“You can do it, we trust you,”

My resident tells me, but

I don’t trust myself.

I don’t trust that I will prick my patient

Once

And see waxy mahogany climb

The silvery hollow thorn

I hold like a pen.

I hold a ballpoint pen

And practice my movement,

Charting landmarks on my wrist:

The styloid process of the radius, a cliff

On the lateral edge of human wrist,

The tendon of the flexor carpi radialis, tense

But tensile like the Q’eswachaka,

And in between and under,

The winding, pulsating river from which I will draw.

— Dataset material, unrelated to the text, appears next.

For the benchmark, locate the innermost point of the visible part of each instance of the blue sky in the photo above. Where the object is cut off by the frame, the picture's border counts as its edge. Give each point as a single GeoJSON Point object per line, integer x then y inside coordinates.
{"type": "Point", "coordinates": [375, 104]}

I ink in my wrist and my memory

The path of minimal pain.

Because I’ve seen the paths of maximal pain,

Where the beveled steel carved tunnels into the flesh,

Making faces grimace as if crucified.

In my patient’s face I see fear or my fear

Because my hands are trembling,

Because she knows I’m the student,

Because I’m shaking sharp metal

At a 45-degree angle to her wrist but

I trust myself.

I trust my intelligence that gave me this white coat to wear,

My compassion that made me memorize the landmarks,

That also made me tremble.

Once.

A flash of red lightning for me,

Reassurance to her,

And relief for us.

Light at the end of the tunnel I made through

The path of minimal pain.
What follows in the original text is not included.